The U.S. Supreme Court has repeatedly lectured, however, that by architecting a diffusion of federal power among three different branches, and by denying any branch unchecked authority, the Framers aimed to protect citizens from arbitrary or unaccountable government.

Mr. Obama’s sick leave executive order follows predecessors requiring federal contractors to recognize same-sex marriages, practice non-discrimination based on sexual orientation, and pay a minimum wage of $10.10 per hour. The president even flirted with a mandate that federal contractors disclose political contributions. Waiting in the wings may be executive orders prohibiting them from emitting greenhouse gases, using electricity derived from coal, or withholding information from the National Security Agency or FBI.

Mr. Obama’s sick leave executive order does not usurp all legislative authority over labor relations. It applies only to the approximately 10.5 million federal government contractors who supply more than $500 billion in goods and services to various government agencies. But the financial impact will be enormous by any yardstick. And the precedent will lie around like a loaded weapon ready for use by any occupant in the White House to circumvent Congress whenever a legislative consensus for the enactment of a policy cannot be assembled.

President Obama summons the Procurement Act to justify his executive orders governing federal contractors. Its objective is “to provide for the Government an economical and efficient system for procurement and supply.” The President is empowered to prescribe policies and directives “as he shall deem necessary to effectuate the provisions” of the Act.

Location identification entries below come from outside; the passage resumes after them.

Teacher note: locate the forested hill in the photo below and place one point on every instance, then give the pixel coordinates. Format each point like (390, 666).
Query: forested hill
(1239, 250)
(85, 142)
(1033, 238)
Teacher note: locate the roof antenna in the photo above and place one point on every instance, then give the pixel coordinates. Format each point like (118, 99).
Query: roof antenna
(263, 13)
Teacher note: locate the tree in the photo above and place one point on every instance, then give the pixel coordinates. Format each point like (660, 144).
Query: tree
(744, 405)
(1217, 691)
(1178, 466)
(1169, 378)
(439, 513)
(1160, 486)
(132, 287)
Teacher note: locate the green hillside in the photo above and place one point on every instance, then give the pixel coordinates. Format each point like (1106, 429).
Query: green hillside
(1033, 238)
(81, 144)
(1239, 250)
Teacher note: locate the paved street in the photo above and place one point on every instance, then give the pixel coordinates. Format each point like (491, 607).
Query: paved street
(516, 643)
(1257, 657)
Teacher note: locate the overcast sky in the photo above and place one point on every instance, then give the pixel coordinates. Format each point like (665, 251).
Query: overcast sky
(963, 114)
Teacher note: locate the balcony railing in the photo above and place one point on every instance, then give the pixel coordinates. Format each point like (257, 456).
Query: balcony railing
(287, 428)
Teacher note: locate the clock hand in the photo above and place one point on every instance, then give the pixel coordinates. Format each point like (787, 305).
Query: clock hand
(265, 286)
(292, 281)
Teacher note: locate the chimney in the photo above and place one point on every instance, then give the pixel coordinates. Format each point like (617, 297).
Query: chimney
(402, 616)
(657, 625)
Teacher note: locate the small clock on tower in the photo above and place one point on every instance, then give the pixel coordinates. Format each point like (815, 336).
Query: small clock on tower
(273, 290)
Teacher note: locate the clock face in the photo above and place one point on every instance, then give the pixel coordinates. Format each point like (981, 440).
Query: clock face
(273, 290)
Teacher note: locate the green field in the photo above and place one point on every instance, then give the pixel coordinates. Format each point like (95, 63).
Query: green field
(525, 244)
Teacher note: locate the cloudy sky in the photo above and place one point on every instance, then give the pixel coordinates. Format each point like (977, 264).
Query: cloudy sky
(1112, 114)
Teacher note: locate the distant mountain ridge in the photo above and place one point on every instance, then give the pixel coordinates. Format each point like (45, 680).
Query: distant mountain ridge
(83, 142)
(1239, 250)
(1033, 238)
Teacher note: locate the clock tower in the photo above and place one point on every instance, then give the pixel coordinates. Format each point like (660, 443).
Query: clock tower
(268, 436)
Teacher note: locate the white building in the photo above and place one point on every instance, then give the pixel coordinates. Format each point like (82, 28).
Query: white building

But any nexus between presidentially mandated sick leave policies and economical and efficient procurement would be purely imaginary. No employer will for long escape bankruptcy if its sick leave polices diminish efficiency or inflate costs. In contrast, President Obama’s executive order is driven by political considerations, not economics. Only a simpleton would believe that the order emerged from a calculation of the potential savings in government procurement costs as opposed to its political benefits to the Democratic Party and Mr. Obama.

Meanwhile, Congress watches in splendid stupefaction.

It has earned the disgust or derision of the electorate.